# Kata Containers Architecture

## Overview

This is an architectural overview of Kata Containers, based on the 2.0 release.

The primary deliverable of the Kata Containers project is a CRI friendly shim. There is also a CRI friendly library API behind them.

The [Kata Containers runtime](../../src/runtime)
is compatible with the [OCI](https://github.com/opencontainers) [runtime specification](https://github.com/opencontainers/runtime-spec)
and therefore works seamlessly with the [Kubernetes\* Container Runtime Interface (CRI)](https://github.com/kubernetes/community/blob/master/contributors/devel/sig-node/container-runtime-interface.md)
through the [CRI-O\*](https://github.com/kubernetes-incubator/cri-o) and
[Containerd\*](https://github.com/containerd/containerd) implementation.

Kata Containers creates a QEMU\*/KVM virtual machine for pod that `kubelet` (Kubernetes) creates respectively.

The [`containerd-shim-kata-v2` (shown as `shimv2` from this point onwards)](../../src/runtime/containerd-shim-v2) 
is the Kata Containers entrypoint, which
implements the [Containerd Runtime V2 (Shim API)](https://github.com/containerd/containerd/tree/master/runtime/v2) for Kata.

Before `shimv2` (as done in [Kata Containers 1.x releases](https://github.com/kata-containers/runtime/releases)), we need to create a `containerd-shim` and a [`kata-shim`](https://github.com/kata-containers/shim) for each container and the Pod sandbox itself, plus an optional [`kata-proxy`](https://github.com/kata-containers/proxy) when VSOCK is not available.
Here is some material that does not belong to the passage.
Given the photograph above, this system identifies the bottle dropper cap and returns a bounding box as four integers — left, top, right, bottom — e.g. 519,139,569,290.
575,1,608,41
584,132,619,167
With `shimv2`, Kubernetes can launch Pod and OCI compatible containers with one shim (the `shimv2`) per Pod instead of `2N+1` shims, and no standalone `kata-proxy` process even if no VSOCK is available.

![Kubernetes integration with shimv2](arch-images/shimv2.svg)

The container process is then spawned by
[`kata-agent`](../../src/agent), an agent process running
as a daemon inside the virtual machine. `kata-agent` runs a [`ttRPC`](https://github.com/containerd/ttrpc-rust) server in
the guest using a VIRTIO serial or VSOCK interface which QEMU exposes as a socket
file on the host. `shimv2` uses a `ttRPC` protocol to communicate with
the agent. This protocol allows the runtime to send container management
commands to the agent. The protocol is also used to carry the I/O streams (stdout,
stderr, stdin) between the containers and the manage engines (e.g. CRI-O or containerd).

For any given container, both the init process and all potentially executed
commands within that container, together with their related I/O streams, need
to go through the VSOCK interface exported by QEMU.

The container workload, that is, the actual OCI bundle rootfs, is exported from the
host to the virtual machine.  In the case where a block-based graph driver is
configured, `virtio-scsi` will be used. In all other cases a `virtio-fs` VIRTIO mount point
will be used. `kata-agent` uses this mount point as the root filesystem for the
container processes.

## Virtualization

How Kata Containers maps container concepts to virtual machine technologies, and how this is realized in the multiple
hypervisors and VMMs that Kata supports is described within the [virtualization documentation](./virtualization.md)

## Guest assets

The hypervisor will launch a virtual machine which includes a minimal guest kernel
and a guest image.

### Guest kernel

The guest kernel is passed to the hypervisor and used to boot the virtual
machine. The default kernel provided in Kata Containers is highly optimized for
kernel boot time and minimal memory footprint, providing only those services
required by a container workload. This is based on a very current upstream Linux
kernel.

### Guest image

Kata Containers supports both an `initrd` and `rootfs` based minimal guest image.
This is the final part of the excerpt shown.